A Antártida está mudando Na semana passada falamos do recorde de temperatura no continente e agora ele foi quebrado de novo. Cientistas brasileiros registraram a temperatura de 20,75C na ilha Seymour no dia 09, e esses dois recordes podem estar ligados as recentes tempestades no sudeste do Brasil, como explica o Observatório do Clima.
A ilha Seymour fica na península Antártica, a parte que se extende em direção à América do Sul e uma das regiões do planeta que está esquentando mais rápido, já são quase 3C a mais do que a média de temperatura pré revolução industrial. Esse aquecimento já afeta a sobrevivência dos pinguins de barbicha que vivem na região e cuja população caiu 77% desde 1970.
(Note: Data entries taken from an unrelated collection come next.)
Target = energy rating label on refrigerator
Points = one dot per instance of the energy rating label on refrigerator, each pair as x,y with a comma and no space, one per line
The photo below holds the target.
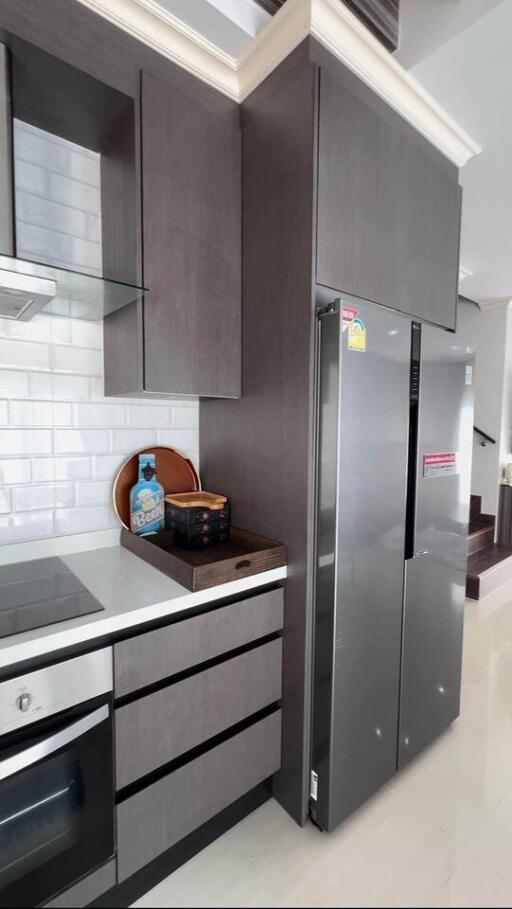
357,335
349,314
439,464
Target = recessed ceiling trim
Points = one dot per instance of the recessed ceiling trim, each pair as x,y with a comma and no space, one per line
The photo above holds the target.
331,22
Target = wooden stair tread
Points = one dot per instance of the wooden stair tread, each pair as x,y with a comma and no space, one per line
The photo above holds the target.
487,559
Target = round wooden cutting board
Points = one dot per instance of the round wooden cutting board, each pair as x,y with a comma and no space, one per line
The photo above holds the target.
173,471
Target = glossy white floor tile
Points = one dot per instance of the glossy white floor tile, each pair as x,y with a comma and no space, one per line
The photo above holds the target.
439,835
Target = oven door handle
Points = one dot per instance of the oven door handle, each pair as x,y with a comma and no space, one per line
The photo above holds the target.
37,752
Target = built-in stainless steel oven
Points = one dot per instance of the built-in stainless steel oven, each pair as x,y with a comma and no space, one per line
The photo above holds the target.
56,777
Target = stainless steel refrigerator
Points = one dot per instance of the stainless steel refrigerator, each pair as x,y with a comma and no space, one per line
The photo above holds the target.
394,441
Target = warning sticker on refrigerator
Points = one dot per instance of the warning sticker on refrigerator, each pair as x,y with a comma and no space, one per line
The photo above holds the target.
348,315
357,335
439,464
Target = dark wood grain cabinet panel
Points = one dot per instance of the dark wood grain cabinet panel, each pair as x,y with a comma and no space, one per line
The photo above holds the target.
160,727
152,657
191,175
184,162
160,815
388,205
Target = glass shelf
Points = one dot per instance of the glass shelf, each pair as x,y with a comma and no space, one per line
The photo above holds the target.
62,292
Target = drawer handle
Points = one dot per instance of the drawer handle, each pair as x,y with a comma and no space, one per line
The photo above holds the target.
245,563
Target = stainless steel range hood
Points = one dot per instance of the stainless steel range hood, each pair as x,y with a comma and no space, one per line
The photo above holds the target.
29,287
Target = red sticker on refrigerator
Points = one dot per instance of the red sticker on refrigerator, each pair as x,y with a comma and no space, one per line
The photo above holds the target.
439,464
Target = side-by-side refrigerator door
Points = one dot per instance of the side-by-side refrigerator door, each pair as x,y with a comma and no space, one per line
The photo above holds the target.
436,544
363,404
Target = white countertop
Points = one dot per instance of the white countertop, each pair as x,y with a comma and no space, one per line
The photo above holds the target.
131,592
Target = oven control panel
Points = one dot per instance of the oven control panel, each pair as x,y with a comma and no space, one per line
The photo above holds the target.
47,691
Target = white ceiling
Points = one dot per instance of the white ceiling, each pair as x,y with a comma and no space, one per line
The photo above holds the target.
229,24
461,51
471,76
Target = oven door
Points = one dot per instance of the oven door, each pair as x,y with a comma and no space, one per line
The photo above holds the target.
56,803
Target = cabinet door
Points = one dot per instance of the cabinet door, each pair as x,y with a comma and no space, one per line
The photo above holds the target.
388,206
191,175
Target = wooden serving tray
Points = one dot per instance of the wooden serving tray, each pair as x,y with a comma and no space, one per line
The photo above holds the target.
243,555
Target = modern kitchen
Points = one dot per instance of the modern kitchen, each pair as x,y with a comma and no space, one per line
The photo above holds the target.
236,430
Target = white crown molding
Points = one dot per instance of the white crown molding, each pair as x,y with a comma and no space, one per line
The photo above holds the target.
169,36
331,22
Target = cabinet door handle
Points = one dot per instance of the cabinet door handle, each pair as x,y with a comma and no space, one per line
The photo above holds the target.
245,563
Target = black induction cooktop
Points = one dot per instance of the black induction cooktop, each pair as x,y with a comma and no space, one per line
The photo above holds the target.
39,593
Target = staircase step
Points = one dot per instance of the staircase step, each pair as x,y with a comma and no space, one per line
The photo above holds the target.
487,570
475,507
481,535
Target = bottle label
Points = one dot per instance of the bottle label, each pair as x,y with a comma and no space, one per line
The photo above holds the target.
148,512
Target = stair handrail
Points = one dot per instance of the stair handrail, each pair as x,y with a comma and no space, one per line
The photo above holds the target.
485,437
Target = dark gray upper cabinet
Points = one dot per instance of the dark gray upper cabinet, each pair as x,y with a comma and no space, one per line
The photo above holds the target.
185,339
191,177
388,205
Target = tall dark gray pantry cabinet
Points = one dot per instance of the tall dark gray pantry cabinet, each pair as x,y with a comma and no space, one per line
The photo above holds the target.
338,190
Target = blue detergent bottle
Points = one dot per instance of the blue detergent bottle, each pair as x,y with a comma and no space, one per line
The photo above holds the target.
147,499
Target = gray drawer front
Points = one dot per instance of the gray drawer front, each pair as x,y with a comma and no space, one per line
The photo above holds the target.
161,726
161,815
154,656
87,890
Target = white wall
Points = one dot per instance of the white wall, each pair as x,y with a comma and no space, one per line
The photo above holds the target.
489,331
61,441
428,24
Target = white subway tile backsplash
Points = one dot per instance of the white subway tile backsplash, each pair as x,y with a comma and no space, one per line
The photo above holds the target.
24,355
182,439
95,493
146,415
129,440
49,245
85,196
87,334
5,500
78,441
13,384
25,441
58,387
40,413
47,470
81,520
99,414
15,528
15,470
77,360
34,498
52,153
105,467
73,468
43,470
61,440
30,177
38,211
185,417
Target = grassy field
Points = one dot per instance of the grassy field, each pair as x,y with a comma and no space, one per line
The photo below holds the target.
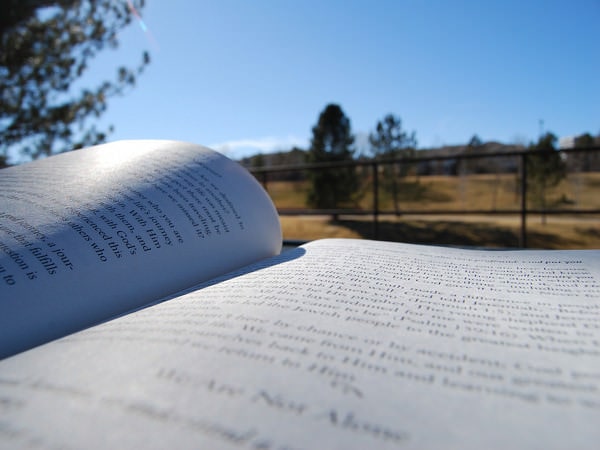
475,192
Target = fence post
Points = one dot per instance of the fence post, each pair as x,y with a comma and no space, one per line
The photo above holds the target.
264,177
375,200
523,236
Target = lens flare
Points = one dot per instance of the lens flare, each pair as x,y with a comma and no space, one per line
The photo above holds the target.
142,24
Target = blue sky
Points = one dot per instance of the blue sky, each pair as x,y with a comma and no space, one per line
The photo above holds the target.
251,76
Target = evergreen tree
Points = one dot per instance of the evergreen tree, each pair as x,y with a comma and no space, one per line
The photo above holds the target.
545,169
332,142
47,46
389,142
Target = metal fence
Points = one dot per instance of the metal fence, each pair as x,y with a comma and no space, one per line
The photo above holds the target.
576,160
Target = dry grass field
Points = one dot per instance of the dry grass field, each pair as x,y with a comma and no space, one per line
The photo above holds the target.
455,193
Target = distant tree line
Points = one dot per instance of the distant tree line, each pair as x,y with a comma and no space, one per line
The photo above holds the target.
396,149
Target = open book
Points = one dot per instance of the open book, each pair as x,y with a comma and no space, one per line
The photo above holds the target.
196,332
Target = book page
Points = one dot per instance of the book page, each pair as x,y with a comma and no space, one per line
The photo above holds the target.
336,344
90,234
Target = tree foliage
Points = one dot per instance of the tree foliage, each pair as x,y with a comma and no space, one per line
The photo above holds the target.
390,141
545,169
332,141
47,46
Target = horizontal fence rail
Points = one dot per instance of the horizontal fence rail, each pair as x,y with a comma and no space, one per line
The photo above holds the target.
522,169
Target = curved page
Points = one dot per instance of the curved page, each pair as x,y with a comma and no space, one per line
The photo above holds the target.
94,233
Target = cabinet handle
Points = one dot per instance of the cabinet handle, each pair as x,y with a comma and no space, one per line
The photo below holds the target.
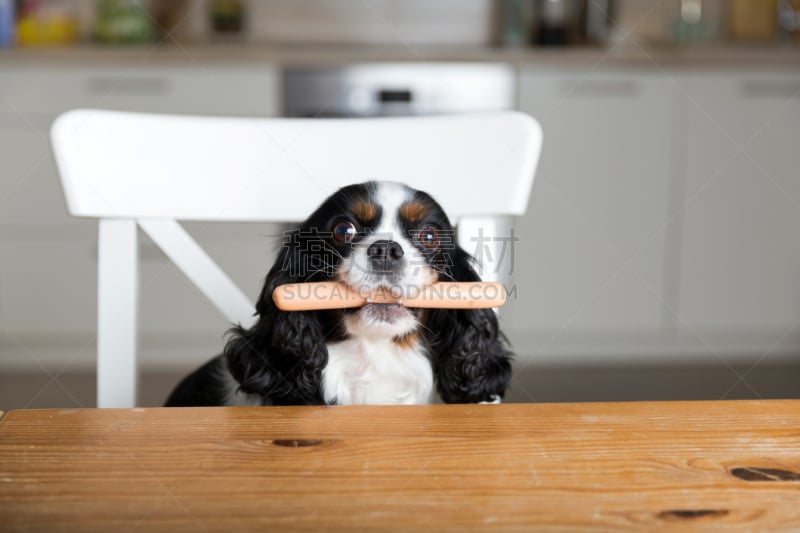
770,88
132,85
600,88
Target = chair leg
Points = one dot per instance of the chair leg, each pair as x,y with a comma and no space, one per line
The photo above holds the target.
117,303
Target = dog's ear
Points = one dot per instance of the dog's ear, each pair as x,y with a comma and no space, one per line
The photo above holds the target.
281,358
471,360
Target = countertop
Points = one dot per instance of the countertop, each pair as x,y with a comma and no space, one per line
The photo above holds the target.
722,56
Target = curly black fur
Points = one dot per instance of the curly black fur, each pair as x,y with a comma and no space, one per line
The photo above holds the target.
471,360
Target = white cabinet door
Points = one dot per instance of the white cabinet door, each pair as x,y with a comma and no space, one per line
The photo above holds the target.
591,250
740,261
214,90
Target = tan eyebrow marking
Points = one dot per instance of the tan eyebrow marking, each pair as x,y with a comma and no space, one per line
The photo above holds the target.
365,211
407,341
413,211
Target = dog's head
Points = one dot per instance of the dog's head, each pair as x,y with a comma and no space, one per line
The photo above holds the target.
374,235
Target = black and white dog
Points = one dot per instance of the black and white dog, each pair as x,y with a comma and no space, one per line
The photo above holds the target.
371,235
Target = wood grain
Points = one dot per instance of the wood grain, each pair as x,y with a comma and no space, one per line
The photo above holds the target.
629,466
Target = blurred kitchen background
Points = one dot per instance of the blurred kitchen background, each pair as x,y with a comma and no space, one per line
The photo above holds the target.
660,256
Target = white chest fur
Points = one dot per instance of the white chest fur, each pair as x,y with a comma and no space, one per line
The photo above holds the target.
365,371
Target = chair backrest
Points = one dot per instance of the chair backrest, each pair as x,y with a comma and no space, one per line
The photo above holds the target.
146,170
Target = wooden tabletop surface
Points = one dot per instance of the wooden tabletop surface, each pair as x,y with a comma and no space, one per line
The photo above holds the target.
728,465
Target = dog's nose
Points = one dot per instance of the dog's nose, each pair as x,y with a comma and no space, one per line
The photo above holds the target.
385,254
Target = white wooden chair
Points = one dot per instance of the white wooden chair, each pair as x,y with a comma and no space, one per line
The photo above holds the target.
145,170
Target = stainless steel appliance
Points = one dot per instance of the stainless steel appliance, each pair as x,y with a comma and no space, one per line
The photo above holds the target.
398,89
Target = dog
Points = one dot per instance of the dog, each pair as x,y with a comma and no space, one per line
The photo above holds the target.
374,235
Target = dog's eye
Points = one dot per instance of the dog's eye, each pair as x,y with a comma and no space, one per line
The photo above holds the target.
344,231
429,237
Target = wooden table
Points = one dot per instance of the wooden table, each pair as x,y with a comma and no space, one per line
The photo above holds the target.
729,465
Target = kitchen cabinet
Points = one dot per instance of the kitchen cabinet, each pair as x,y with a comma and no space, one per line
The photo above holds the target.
591,251
739,267
48,270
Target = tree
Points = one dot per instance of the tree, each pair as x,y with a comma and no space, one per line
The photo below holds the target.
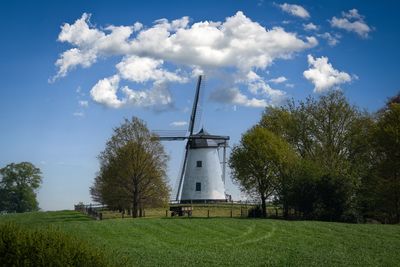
387,162
332,135
132,170
18,186
258,162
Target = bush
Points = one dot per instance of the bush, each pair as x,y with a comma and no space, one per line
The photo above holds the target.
49,247
255,212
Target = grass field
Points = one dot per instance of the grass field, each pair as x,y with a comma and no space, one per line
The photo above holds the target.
226,241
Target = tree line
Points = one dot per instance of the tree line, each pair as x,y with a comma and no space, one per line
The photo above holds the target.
323,159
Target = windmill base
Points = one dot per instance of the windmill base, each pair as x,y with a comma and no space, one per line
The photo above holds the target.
202,201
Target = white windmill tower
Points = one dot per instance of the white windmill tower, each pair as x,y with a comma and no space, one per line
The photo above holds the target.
202,178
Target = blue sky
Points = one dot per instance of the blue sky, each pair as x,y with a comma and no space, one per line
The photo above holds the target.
72,70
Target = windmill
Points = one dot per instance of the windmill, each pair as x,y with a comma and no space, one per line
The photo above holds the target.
201,178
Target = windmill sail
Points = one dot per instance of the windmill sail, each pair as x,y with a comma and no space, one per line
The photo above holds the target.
195,110
200,176
195,106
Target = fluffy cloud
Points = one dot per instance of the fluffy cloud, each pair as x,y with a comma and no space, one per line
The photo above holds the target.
237,43
143,69
178,123
83,103
310,27
105,92
234,96
332,39
280,79
323,75
352,21
295,10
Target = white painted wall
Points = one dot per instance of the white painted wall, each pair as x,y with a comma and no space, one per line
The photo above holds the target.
209,175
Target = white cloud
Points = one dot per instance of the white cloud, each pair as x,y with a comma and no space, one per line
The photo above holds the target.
310,27
289,85
280,79
352,21
332,39
323,75
295,10
78,114
143,69
178,123
83,103
238,44
158,97
105,92
234,96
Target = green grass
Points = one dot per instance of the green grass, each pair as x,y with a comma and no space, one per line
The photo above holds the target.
226,241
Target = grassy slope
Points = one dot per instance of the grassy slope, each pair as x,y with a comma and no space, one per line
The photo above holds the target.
225,241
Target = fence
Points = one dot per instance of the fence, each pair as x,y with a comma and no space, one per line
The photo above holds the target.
238,209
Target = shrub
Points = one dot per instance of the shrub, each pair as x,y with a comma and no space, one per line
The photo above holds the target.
255,212
48,247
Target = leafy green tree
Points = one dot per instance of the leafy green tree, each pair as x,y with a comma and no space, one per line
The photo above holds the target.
387,164
335,137
18,185
133,170
259,162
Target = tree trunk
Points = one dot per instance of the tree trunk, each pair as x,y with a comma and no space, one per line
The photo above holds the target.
135,202
263,207
285,209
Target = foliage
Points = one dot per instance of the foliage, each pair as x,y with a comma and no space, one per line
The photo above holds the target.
17,187
381,188
259,161
333,140
22,247
228,242
133,170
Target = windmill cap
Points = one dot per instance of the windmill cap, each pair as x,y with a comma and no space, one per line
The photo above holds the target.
200,142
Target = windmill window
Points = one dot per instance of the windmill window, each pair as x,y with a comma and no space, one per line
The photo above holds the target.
198,186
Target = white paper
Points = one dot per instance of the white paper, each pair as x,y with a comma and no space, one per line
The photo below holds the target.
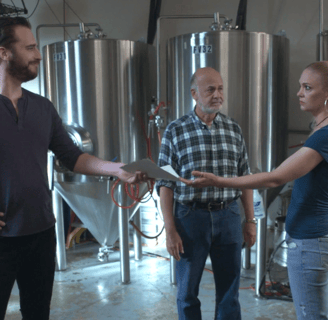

Enquanto os recordes eram quebrados, a oeste da península um iceberg do tamanho de Belo Horizonte se soltou da geleira da ilha Pine que fica ao lado do glacial Thwaites sobre o qual falei na semana passada.
A poluição causada pelos combustíveis fósseis nos custa $8 bilhões por dia, é o que diz um novo estudo do Greenpeace. Nessa conta entra, por exemplo, os 1,8 bilhões de dias de trabalho perdidos por ano devido à problemas de saúde causados pela poluição.
20% da Amazônia pode já ter se tornado fonte de emissões ao invés de cumprir seu papel de retenção de carbono, tão importante para mitigar as mudanças climáticas. Por dez anos um grupo de cientistas liderados pela brasileira Luciana Gatti tem medido os gases de efeito estufa sobre a bacia amazônica e os dados coletados sugerem essa rápida mudança.
Recomendações
Dois projetos de matérias interativas começaram a ser publicados nesta semana. E o primeiro é em português!
A Camilla Costa da BBC Brasil mostra de forma bem didática o que de fato significa a perda da floresta amazônica. O meu gráfico favorito mostra o que um hectare de floresta - o famoso campo de futebol que é perdido a cada 1/3 de minuto - significa em termos de biodiversidade. O especial continua com mais uma matéria ainda a ser publicada sobre o que está acontecendo em cada um dos países que contém o bioma.
Já o projeto do The Guardian tenta detalhar o saldo de perdas na Austrália devido aos fogos dos últimos meses. Dois capítulos já saíram, o primeiro é uma listagem dos diferentes tipos de efeitos que os incêndios tiveram na população, e à partir do segundo veremos matérias focando nas pessoas que estão na linha de frente de cada uma dessas catástrofes, com a primeira história focando no fogo em si e seu impacto em uma família local.
Até semana que vem! Obrigada pela leitura.